Sambutan Letjen TNI Doni Monardo Bukti Pentingnya Komunikasi di Era Digital

Oleh

Eva Reinhard

Tidak dapat dipungkiri bahwa akhir-akhir ini setelah smartphone menjadi kebutuhan penting dalam kehidupan manusia di era milenial, kita sering mengabaikan silaturahim. Pemikiran manusiapun sudah mulai sedikit berubah. Hal-hal yang dulu menjadi suatu keharusan, sekarang bisa dianggap sepele, karena adanya berbagai platform sosial media dan kemudahan lainnya dalam berkomunikasi.

Salah satu contohnya kita seringkali menganggap enteng cara berkomunikasi yang baik. Mungkin kita juga sudah sangat terlena dengan adanya berbagai kemudahan dalam berkomunikasi tersebut. Sehingga lupa bahwa menjaga silaturahim tetaplah menjadi hal yang penting sekali dan mendasar dalam kehidupan manusia.

Saya termasuk orang yang sangat bersyukur karena mempunyai sahabat dan teman-teman baik yang selalu mengingatkan akan pentingnya hal tersebut. Walaupun saya sudah meninggalkan Tanah Air lebih dari 20 tahun, tetapi komunikasi dengan para relasi tetap terjaga dengan baik. Silaturahimnya lancar sekali.

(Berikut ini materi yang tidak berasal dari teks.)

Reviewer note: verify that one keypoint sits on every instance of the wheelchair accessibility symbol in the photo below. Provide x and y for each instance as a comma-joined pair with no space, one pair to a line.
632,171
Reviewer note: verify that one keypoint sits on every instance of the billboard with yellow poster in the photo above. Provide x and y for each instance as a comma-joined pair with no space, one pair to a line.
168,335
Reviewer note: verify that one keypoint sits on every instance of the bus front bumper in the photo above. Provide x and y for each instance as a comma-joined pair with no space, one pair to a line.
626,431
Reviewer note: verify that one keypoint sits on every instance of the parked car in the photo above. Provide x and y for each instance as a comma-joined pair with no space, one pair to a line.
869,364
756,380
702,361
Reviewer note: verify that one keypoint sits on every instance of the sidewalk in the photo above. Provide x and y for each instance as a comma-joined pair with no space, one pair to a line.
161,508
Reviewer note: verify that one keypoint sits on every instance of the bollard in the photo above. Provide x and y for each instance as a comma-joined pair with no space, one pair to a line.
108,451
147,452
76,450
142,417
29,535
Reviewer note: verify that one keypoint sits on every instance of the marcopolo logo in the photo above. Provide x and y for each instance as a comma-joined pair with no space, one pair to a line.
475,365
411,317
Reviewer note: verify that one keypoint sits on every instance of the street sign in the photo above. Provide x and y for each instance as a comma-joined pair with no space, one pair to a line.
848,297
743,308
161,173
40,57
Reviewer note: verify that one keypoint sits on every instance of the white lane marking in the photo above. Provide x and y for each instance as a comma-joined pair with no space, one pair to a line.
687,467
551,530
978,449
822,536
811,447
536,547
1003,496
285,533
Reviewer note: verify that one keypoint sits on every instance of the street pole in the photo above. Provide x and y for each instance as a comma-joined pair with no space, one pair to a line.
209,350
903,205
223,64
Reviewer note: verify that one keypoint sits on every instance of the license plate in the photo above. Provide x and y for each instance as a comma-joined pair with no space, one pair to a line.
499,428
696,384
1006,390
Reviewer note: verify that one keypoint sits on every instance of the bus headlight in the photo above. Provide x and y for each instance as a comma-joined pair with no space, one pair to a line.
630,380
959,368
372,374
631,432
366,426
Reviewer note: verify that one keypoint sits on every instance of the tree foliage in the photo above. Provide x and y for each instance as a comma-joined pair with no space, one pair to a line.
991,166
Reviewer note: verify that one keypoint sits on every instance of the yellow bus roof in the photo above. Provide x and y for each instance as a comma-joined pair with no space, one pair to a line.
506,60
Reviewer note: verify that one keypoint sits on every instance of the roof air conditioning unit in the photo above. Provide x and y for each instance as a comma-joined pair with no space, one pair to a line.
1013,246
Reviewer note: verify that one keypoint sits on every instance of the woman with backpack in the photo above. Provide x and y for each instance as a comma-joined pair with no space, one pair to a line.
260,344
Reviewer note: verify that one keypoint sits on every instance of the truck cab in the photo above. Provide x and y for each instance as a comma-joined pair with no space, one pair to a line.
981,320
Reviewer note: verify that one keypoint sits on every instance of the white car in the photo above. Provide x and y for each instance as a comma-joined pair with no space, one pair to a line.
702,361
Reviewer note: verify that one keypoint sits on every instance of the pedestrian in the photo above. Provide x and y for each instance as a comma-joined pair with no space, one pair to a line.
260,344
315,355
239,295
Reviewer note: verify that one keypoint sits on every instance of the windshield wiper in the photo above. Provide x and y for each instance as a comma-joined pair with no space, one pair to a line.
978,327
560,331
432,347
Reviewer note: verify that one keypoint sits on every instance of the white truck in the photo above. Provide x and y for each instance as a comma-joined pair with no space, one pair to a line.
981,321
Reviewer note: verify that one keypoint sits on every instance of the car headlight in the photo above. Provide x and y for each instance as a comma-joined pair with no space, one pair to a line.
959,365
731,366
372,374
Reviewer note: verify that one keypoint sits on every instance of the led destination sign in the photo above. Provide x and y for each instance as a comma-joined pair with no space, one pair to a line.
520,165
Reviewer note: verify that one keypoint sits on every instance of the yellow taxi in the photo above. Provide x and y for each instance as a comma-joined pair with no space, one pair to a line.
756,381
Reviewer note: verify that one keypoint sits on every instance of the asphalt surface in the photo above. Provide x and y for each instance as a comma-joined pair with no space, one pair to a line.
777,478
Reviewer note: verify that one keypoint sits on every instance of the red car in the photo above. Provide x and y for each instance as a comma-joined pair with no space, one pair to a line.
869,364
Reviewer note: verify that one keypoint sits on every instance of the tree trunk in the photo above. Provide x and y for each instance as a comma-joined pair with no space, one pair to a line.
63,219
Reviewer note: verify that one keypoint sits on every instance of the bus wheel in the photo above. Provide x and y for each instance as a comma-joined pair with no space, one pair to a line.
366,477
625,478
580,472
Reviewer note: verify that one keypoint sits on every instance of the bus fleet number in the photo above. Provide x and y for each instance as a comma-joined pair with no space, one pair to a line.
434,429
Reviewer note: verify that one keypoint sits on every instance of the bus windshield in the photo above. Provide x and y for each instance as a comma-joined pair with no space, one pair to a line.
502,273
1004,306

Kilas balik yang bisa saya tulis: sekitar 5 tahun yang lalu, ketika saya mengenal teman-teman yang tergabung dalam jaringan kebaikan Indonesia (Suatu gerakan publik non partisan, yang mempunyai visi untuk menduniakan Indonesia, dan bertukar informasi timbal balik dari dalam dan luar negeri, dengan benang merah “Kebaikan Indonesia“), wawasan, dan pola pikir, serta semangat saya menjadi bertambah besar. Berguru pada teman-teman di jaringan tersebut, sedikit banyak telah mengubah kehidupan dan kebiasaan saya sebagai diaspora Indonesia di Jerman.

*Selalu Menginspirasi dan Mengingatkan Komunikasi yang Baik dengan Menjaga Silaturahim*
Karena kesamaan tujuan dengan Gerakan Kebaikan Indonesia (GKI) tersebut yakni untuk kemajuan dan kebaikan Tanah Air Indonesia itulah, saya dengan sukarela menawarkan diri menjadi perwakilan GKI divisi luar negeri wilayah Jerman, dalam mempromosikan Indonesia di negara ibu Merkel ini.

Selama belum mengenal GKI kebetulan kegiatan-kegiatan promosi Indonesia baik melalui budaya, kuliner, maupun yang lainnya sudah sering saya lakukan di sini. Kegiatan ini tentu akan membawa dampak dan manfaat yang lebih luas dengan bergabungnya saya di GKI tersebut.

Melalui GKI ini, lagi-lagi saya juga beruntung sekali bisa mengenal sosok motivator Dr Aqua Dwipayana. Pak Aqua – biasa saya panggil beliau – selalu menginspirasi dan mengingatkan bahwa komunikasi yang baik adalah hal penting yang harus terus dipupuk untuk menjaga tali silaturahim dengan semua orang.

Di sela-sela kesibukan beliau sehari-hari yang relatif padat termasuk saat pandemi Covid-19 ini, masih selalu memberikan “bumbu batin“ dengan tulisannya mengenai berbagai macam aktivitas yang beliau lakukan. Tentu saja tulisan tersebut menjadi “bacaan wajib“ yang biasa saya baca setelah sarapan pagi, karena perbedaan waktu Indonesia dan Jerman.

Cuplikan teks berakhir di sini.